Mara, con algunas jóvenes de las cercanías, se disponía a ir a un baile de confianza, con que las obsequiaba un buen tiempo.
-¡Maldición! -murmuró Flavio-. La lluvia que cae a torrentes no les permite, como en aquella noche de eterna memoria, tener las estrellas y el cielo por testigos de sus danzas... ¿A dónde irá, pues, que yo pueda seguirla?
Mara salió, al fin, rodeada de sus compañeras, que, bajo los inmensos paraguas y salvando con ligereza los profundos charcos que se hallaban a su paso, se reían de la lluvia, que refrescaba sus frescas mejillas.
Un hombre envuelto en una larga capa y dando el brazo a una anciana cerraba la animada comitiva, y les dirigía de cuando en cuando algunos chistes poco delicados, pero que ellas celebraban, sin embargo, con sin igual algazara.
Sin saber por qué, Flavio se estremeció al ver a aquel hombre. Quizá no era la primera vez que oía el eco de su voz, que tenía algo de atrevida y de melosa. Inquieto, siguió de lejos a la bulliciosa turba, que, precedida de un criado de aldea, marchaba pomposamente, alumbrada en su camino por un farol cuya luz agonizante amenazaba expirar de un momento a otro.
-Cuánto os vais a burlar hoy de las pobres lugareñas, caballeroRicardo -dijo una de las jóvenes-. Entre vos y Mara, segura estoy de que nos cortaréis un hermoso vestido a la moda de la ciudad, ¿no es cierto?

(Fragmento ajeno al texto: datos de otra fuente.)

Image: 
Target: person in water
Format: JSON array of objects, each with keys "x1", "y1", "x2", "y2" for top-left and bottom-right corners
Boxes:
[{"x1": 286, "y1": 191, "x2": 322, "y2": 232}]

-No lo es -contestó Mara-; pero aunque lo fuera, vosotras me perdonaríais alguna de mis burlas inofensivas. En cambio, os reiréis también de mi alto peinado, diciendo, como decís, que se parece mi cabeza a la de un loco, y del apretado frac azul de Ricardo..., que aquí, para entre nosotros, bien lo merece, pues ya, por lo viejo, debía retirarse a una vida más tranquila y huir de las mundanales fatigas...

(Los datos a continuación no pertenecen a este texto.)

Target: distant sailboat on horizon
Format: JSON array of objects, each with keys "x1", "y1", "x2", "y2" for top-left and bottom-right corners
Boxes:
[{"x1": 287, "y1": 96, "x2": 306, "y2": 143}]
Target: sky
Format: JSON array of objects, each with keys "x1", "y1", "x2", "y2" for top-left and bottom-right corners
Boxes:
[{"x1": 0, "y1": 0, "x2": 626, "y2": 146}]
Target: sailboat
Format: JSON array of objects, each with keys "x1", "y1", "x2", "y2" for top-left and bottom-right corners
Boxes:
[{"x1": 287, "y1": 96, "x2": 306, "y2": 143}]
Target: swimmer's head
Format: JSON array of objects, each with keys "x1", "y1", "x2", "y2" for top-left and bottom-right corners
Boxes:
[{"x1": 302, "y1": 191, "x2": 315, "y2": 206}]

-¡Qué mala eres!... Siempre tan burlona, que hasta a ti misma no te perdonas -dijo una de ellas.
-Juicio, Mara, juicio -añadió la anciana con voz cariñosa.
-No, mamá; no creas que miento -respondió Mara-. ¿No es verdad, Ricardo, que vuestro frac cuenta ya tres años de continuas tormentas?

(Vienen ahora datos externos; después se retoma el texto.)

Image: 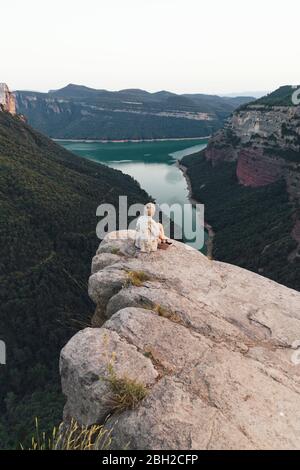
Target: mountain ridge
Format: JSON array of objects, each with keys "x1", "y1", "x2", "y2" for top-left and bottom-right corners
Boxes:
[
  {"x1": 182, "y1": 86, "x2": 300, "y2": 290},
  {"x1": 15, "y1": 83, "x2": 251, "y2": 140},
  {"x1": 0, "y1": 107, "x2": 149, "y2": 448}
]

-Os engañáis -repuso el joven-. Este frac inapreciable es un objeto elegante, que ya hacía brillar sus blancos botones con majestad y esplendor hace cuatro años cumplidos...
-¡Tanto tiempo!... -replicó Mara con un acento que encerraba cierto misterio.
-Lució por vez primera la delicadeza de sus formas en aquella polca melancólica y pausada que bailé con vos el día seis de noviembre... ¿Os acordáis?...
-Sí, sí -contestó Mara-, ¡ya recuerdo!... Llovía como llueve en este instante, cuando salimos del baile...; terrible noche estaba...
-Para mí, deliciosa, y os aseguro que es uno de los recuerdos más gratos de mi vida...
-¡Eh!..., callad... -repuso Mara-. ¡Mentís tanto! No hacéis más que declarar eternamente palabras nuevas, que no encierran otra cosa que la falsedad...
-Gracias -dijo Ricardo, algo ofendido al parecer.
-¿Qué es eso? ¿Resentimientos tenemos? -murmuró con un tono en que se notaba cierta envidia una modesta señorita de treinta años.
-¿Resentimientos? ¿Y por qué? -preguntó Mara con frío acento.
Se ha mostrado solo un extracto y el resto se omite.